Tinpis Run is often referred to as Papua New Guinea's first fiction film. Although the first movies made by Indigenous people, particularly in the capital Port Moresby, date back to the 1970s, Tinpis Run is the cult film of Papua New Guinea cinema. This road movie in Tok Pisin with English and French subtitles, directed in 1991 by Pengau Nengo, was a success internationally. The film was nominated at the Locarno International Film Festival and the Valladolid International Film Festival. - It received a special mention at the Rotterdam International Film Festival in 1991 as well as the Best Actor Award at the Balafon Festival in 1996. So, this week, let's go on the road of this movie full of humour and poetry!
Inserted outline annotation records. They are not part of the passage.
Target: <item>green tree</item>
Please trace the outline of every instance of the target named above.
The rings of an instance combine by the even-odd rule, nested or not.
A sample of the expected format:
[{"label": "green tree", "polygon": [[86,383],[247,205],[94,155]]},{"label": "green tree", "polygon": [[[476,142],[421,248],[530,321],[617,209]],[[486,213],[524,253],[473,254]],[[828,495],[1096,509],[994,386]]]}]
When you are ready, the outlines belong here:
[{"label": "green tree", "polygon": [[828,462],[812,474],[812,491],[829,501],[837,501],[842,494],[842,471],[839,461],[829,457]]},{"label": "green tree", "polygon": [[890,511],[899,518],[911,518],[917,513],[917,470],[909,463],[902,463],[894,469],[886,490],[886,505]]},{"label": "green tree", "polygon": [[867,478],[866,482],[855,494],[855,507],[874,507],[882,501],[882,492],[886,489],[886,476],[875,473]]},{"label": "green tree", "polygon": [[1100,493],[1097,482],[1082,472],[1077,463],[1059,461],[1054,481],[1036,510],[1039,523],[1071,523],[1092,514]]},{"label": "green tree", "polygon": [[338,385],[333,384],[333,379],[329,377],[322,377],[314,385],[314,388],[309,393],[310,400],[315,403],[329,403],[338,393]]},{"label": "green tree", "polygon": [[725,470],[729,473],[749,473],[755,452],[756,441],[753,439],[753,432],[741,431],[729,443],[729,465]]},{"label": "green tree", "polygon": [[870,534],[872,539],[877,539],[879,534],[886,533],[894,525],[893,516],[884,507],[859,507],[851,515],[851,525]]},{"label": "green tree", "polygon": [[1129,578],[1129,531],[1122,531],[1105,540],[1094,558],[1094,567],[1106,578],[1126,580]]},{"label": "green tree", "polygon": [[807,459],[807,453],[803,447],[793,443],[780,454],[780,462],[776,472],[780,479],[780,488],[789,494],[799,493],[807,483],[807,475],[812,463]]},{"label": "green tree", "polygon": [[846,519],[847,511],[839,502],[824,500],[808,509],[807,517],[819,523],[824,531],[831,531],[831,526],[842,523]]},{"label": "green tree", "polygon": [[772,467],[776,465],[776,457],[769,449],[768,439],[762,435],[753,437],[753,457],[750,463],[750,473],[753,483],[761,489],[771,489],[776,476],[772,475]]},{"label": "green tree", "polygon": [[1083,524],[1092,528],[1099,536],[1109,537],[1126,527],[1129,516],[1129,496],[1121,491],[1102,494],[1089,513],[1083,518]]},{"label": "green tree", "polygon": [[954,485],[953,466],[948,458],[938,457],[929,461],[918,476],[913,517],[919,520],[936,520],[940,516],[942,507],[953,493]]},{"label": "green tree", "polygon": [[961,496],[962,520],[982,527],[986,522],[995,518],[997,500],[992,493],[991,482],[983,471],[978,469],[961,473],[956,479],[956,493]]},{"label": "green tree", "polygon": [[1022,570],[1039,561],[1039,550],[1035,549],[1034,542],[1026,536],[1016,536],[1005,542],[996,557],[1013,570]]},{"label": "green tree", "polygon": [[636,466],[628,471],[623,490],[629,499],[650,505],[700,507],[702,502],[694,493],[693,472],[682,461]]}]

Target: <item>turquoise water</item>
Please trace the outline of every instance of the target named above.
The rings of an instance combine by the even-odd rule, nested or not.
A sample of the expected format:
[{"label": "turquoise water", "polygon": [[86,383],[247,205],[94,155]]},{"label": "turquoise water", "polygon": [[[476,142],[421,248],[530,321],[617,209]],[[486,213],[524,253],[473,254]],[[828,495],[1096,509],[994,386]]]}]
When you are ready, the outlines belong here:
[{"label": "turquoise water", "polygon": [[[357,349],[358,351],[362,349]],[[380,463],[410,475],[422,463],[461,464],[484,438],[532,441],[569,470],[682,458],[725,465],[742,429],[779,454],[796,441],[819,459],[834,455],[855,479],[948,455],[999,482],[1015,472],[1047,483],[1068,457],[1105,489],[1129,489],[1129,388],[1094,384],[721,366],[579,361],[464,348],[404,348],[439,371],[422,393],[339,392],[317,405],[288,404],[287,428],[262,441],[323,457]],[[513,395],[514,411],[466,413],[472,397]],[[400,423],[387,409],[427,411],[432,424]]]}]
The film follows the adventures of Papa, a chief of a Highland tribe (played by Leo Konga). The film begins with Papa who gets into a drunken car accident on his way home from a long evening with a friend. In a bus behind them, his daughter Joanna (played by Rhoda Selan) and Naaki, a young man from the Sepik (played by Oscar Wann) who was hitting on her, come to help Papa. He receives an allowance of 7,000 kina and decides to use it to buy a taxi. Papa buys the car from Pete, an Australian (played by Stan Walker). The scenes between the Australian Pete and Papa are particularly funny. Pete's colonial attitude is ridiculed: Papa calls him Mastathe Tok Pisin term for white people, derived from the English MasterPete thinks he is fooling Papa, but it is he who is fooled by Naaki and Papa who pay him in fake coins. With this new car, Papa and Naaki start their business, a taxi from Mount Hagen to Madang via Goroka and Lae. The new taxi, named Tinpis, is inaugurated in the village with a big party. The film follows the adventures of the two men from town to town. Through them, the landscape and history of Papua New Guinea in the 1980s are revealed. On their way, they meet Peter Subek (played by Gerard Gabud) and lose everything to him in a gambling match. Peter is also an unscrupulous politician who offers them a deal: money and fame if they follow him to the island of Langur and work with their taxi so that he, Peter, can win the provincial elections. Papa, Naaki and Tinpis end up going around the island to promote Peter Subek's speech. The scenes are particularly comical: the speech is always the same, the same grand plan for the development of the island (in which the taxi is the symbol), and fewer and fewer people attend the speech.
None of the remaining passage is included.